Target yang ingin diraih bukanlah main-main. Tahun 2011 PDB kita US$846 miliar
dengan PDB per kapita US$3.495 dan menjadikan Indonesia peringkat ke-16 dunia,
maka pada 2025 PDB Indonesia diperkirakan akan mencapai US$4.000 miliar dengan
PDB per kapita US$14.250 dan berada di peringkat ke-11 dunia. Prediksi yang
lebih jauh lagi pada 2045, saat 100 tahun kemerdekaan Indonesia, PDB
ditargetkan akan mencapai US$15.000 atau berada di peringkat ke-6 dunia dengan
PDB per kapita US$44.500. Untuk mengarah kesana ada beberapa hal yang bisa
menjadi pendorong percepatan, yakni: (1) investasi berbagai kegiatan ekonomi di
6 koridor ekonomi: Sumatera, Jawa, Kalimantan, Sulawesi, Bali-Nusa Tenggara dan
Papua-Kepulauan Maluku, semuanya senilai Rp2.226 triliun; (2) konektivitas yang
sejatinya adalah pelengkapan infrastruktur senilai Rp1.786 triliun; dan (3)

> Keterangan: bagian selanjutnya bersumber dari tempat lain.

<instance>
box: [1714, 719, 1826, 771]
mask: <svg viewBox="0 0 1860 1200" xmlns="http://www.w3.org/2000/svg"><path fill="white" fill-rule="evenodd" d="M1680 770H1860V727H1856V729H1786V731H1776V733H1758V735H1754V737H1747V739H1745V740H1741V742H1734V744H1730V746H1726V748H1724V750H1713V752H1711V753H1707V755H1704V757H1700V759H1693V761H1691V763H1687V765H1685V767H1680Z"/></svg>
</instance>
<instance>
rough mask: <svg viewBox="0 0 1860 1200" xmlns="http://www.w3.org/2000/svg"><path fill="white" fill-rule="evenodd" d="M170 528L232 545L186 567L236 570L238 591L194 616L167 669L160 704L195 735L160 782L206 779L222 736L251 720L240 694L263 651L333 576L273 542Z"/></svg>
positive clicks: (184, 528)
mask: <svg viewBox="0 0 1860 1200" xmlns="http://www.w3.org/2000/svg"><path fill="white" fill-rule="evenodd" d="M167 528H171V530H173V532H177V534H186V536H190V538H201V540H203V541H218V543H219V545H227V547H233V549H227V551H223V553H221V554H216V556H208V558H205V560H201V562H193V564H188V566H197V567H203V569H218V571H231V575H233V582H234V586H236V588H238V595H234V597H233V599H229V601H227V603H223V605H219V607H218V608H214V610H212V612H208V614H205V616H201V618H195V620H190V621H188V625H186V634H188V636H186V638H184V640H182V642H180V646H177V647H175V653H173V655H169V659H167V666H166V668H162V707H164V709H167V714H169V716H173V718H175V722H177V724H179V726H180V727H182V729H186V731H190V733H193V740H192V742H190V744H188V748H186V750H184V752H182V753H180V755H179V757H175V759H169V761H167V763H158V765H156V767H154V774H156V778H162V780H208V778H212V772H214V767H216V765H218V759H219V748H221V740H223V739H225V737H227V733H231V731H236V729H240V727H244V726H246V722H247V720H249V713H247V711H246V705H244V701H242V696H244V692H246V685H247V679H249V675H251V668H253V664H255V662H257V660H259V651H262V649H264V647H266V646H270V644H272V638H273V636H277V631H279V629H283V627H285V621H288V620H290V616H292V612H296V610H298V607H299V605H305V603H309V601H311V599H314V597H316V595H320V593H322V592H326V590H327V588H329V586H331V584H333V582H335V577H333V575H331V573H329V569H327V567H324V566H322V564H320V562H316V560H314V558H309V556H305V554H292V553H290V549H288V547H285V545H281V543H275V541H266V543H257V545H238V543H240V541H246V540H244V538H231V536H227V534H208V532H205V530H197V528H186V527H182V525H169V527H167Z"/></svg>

penyiapan SDM nasional dan penguasaan Iptek.
Sebelum berbicara
mengenai sertifikasi, sepertinya saya perlu membeberkan hasil investigasi saya
mengenai perbedaan antara Insinyur dan Sarjana Teknik. Semuanya ini diawali
dengan diselenggarakannya Program Pengembangan dan Pembinaan
Keprofesionalan Indonesia oleh PII (Persatuan Insinyur
Indonesia). Tujuan program itu ada dua :
1. Sebutan
(gelar) profesi baru : Insinyur
2. Sertifikat keprofesionalan
baru : Insinyur Profesional
Anda pasti
bertanya-tanya, mengapa Insinyur disebut sebagai profesi baru? Memang seperti
yang kita ketahui semua bahwa gelar Insinyur sudah ada sejak negeri ini
merdeka, dimana gelar ini diberikan kepada mahasiswa teknik yang sudah
menyelesaikan pendidikan tekniknya. Sejak S.T menggantikan peran Ir., di tahun
1993, praktis gelar insinyur seolah-olah ‘hilang’ karena penyebutan insinyur
sudah tidak berlaku lagi. Namun masyarakat awam dan mayoritas lulusan
jurusan teknik tahun 1993 sampai sekarang tetap mengganggap bahwa semua
penyandang S.T memiliki nama lain yang disebut insinyur. PII menganggap mindset
seperti ini salah. Sarjana Teknik tidak bisa disebut sebagai Insinyur. Why?
Di Indonesia, ada
perbedaan antara gelar akademis dan gelar profesi :
- Gelar Akademis :
gelar yang diperoleh setelah menyelesaikan pendidikan akademis, misalnya
Sarjana Hukum (SH), Sarjana Farmasi (SF), yang lazim disebut gelar S-1
serta gelar akademis lanjutan seperti S-2 (Magister) dan S-3 (Doktor) yang
menunjukkan tingkat kemampuan akademis dan penelitian
- Gelar Profesi :
misalnya Pengacara, Apoteker, Dokter, Notaris, Jaksa, Hakim atau Akuntan, yaitu
sebutan bagi para penyandang gelar akademis yang telah mempraktekkan hasil
pendidikan akademisnya itu sebagai profesinya sehari-hari dan mendapatkan
pengakuan/sertifikasi keprofesian dari badan profesi tersebut.
Berdasarkan ketentuan
Pemerintah, penetapan suatu profesi dilakukan oleh Menteri Pendidikan cq.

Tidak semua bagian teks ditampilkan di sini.